Ein immissionsschutzrechtlicher Vorbescheid ist im Rahmen einer Nachbarklage nur in eingeschränktem Umfang auf seine Rechtmäßigkeit hin zu untersuchen. Denn Nachbarn haben nicht schon dann einen Anspruch auf Aufhebung eines Vorbescheides, wenn dieser objektiv rechtswidrig ist. Gegenstand der verwaltungsgerichtlichen Kontrolle im Rahmen einer Nachbaranfechtung ist vielmehr allein, ob der angegriffene Vorbescheid mit solchen Vorschriften des öffentlichen Rechts in Einklang steht, die – jedenfalls auch – den Interessen des um Rechtsschutz nachsuchenden Nachbarn zu dienen bestimmt sind. Eine weitere Einschränkung des gerichtlichen Prüfungsumfanges ergab sich bei der nunmehr von der 8. Kammer des Gerichts entschiedenen Nachbarklage daraus, dass der streitgegenständliche immissionsschutzrechtliche Vorbescheid nur die Vereinbarkeit des Vorhabens mit dem Planungsrecht, dem Landschaftsschutz und den militärischen und zivilen Belangen der Luftfahrt zum Gegenstand hat. 
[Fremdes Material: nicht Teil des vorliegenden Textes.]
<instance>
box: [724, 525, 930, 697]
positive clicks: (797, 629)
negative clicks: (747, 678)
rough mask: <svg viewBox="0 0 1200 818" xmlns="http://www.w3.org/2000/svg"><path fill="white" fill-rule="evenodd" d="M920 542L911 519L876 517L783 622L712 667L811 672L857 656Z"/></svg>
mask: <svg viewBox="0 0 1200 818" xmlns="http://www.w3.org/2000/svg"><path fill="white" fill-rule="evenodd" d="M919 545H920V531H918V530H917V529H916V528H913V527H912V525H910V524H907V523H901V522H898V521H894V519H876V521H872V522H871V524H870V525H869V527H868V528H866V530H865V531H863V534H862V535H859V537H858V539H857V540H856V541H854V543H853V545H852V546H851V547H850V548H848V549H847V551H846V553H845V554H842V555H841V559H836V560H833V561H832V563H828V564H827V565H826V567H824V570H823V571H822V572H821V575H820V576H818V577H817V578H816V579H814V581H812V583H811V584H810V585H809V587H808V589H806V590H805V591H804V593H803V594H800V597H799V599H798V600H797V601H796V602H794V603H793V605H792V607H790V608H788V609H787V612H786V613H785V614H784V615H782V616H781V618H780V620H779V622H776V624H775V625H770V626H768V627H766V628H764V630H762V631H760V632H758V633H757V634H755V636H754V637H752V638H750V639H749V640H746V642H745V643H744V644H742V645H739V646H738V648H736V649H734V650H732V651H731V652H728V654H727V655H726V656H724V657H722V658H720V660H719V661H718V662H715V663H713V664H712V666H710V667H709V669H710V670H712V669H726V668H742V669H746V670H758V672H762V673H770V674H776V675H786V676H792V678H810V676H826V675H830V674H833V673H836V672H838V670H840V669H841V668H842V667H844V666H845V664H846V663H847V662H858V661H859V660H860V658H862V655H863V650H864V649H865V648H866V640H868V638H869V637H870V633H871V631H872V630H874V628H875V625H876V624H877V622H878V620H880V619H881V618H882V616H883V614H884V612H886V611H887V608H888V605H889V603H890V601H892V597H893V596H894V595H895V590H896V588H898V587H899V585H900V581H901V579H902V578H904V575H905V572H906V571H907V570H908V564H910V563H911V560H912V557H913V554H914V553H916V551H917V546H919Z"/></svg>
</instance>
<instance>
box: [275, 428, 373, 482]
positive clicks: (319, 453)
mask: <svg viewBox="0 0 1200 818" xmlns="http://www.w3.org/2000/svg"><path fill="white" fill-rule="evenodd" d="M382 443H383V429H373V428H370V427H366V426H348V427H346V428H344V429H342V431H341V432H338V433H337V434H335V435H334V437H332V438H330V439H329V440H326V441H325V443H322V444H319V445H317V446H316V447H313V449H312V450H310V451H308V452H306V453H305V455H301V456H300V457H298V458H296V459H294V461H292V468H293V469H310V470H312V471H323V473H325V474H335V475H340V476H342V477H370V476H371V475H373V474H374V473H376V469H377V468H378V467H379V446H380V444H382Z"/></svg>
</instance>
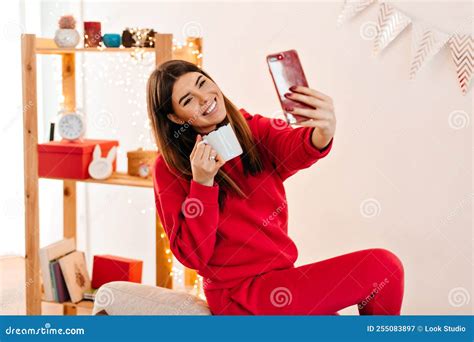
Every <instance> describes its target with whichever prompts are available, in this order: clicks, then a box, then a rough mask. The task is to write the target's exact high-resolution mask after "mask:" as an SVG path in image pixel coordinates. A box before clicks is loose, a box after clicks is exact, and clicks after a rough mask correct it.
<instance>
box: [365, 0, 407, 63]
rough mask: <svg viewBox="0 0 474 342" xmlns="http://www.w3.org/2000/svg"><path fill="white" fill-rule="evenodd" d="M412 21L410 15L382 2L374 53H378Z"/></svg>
mask: <svg viewBox="0 0 474 342" xmlns="http://www.w3.org/2000/svg"><path fill="white" fill-rule="evenodd" d="M410 23H411V19H410V18H409V17H407V16H406V15H405V14H403V13H402V12H400V11H399V10H397V9H396V8H394V7H392V6H390V5H389V4H387V3H386V2H382V3H381V4H380V11H379V16H378V18H377V36H376V37H375V41H374V53H376V54H377V53H379V52H380V51H382V50H383V49H384V48H385V47H387V45H388V44H390V43H391V42H392V41H393V40H394V39H395V38H396V37H397V36H398V35H399V34H400V33H401V32H402V31H403V30H404V29H405V28H406V27H407V26H408V24H410Z"/></svg>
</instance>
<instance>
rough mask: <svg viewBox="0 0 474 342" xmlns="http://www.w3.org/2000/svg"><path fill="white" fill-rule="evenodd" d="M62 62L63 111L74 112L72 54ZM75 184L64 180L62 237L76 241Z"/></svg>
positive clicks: (75, 81)
mask: <svg viewBox="0 0 474 342" xmlns="http://www.w3.org/2000/svg"><path fill="white" fill-rule="evenodd" d="M61 60H62V83H63V84H62V93H63V98H64V109H65V110H67V111H71V112H72V111H75V110H76V63H75V60H76V58H75V54H74V53H65V54H63V55H62V56H61ZM76 217H77V214H76V182H75V181H74V180H65V181H64V182H63V236H64V237H65V238H74V239H75V240H76V241H77V239H76V230H77V220H76Z"/></svg>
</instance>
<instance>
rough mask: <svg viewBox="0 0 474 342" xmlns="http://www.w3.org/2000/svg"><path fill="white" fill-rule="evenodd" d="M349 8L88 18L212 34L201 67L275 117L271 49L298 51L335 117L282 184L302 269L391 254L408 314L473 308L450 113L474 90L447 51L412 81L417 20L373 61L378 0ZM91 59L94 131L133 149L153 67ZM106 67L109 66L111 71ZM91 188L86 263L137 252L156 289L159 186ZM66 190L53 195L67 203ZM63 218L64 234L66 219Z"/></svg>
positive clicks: (461, 159)
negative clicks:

Die Kammer führt in ihrem Urteil vom 19. April 2021 aus, der Klägerin stehe kein Abwehrrecht gegen die Windenergieanlagen mit Blick auf optisch bedrängende Wirkungen zu. Im Rahmen der hier erforderlichen Einzelfallbetrachtung seine keine Umstände festzustellen, die trotz des Höhenunterschiedes und der Entfernung zwischen den Windenergieanlagen und dem Wohnhaus der Klägerin für eine optisch bedrängende Wirkung sprächen. Die geplanten Anlagen erzeugten zudem keine schädlichen Umwelteinwirkungen in Gestalt von Infraschall.

Die weiteren Rügen beträfen nicht drittschützende Normen oder nur nicht vom Prüfungsumfang des immissionsschutzrechtlichen Vorbescheides umfasste Gesichtspunkte. Als bloße Nutzerin des Waldes stünden der Klägerin keine subjektiven Abwehrrechte gegen die geplanten Windenergieanlagen zu. Soweit die Klägerin eine arten- und naturschutzrechtliche Unzulässigkeit des Vorhabens rüge, sei eine Verletzung in eigenen Rechten schon nicht ersichtlich. Zudem verhalte sich der streitgegenständliche Vorbescheid nicht zum Arten- und Naturschutz. Verstöße gegen die kommunale Planungshoheit könnten allenfalls die betroffenen Kommunen und Kreise rügen. Auch der im Landesentwicklungsplan Nordrhein-Westfalen vorgesehene Vorsorgeabstand zwischen Wohnbebauung und Windenergieanlagen begründe keine Verletzung der Klägerin in eigenen Rechten. Denn der Vorsorgeabstand gelte nur für allgemeine und reine Wohngebiete und in einem solchen liege das Wohnhaus der Klägerin nicht. Zudem handele es sich bei dem Landesentwicklungsplan um ein Instrument der Landesplanung, welches in der Regel keine Rechte Einzelner begründe.

Gegen das Urteil vom 19. April 2021 kann Zulassung der Berufung beantragt werden, über welche das Oberverwaltungsgericht für das Land Nordrhein-Westfalen zu entscheiden hätte.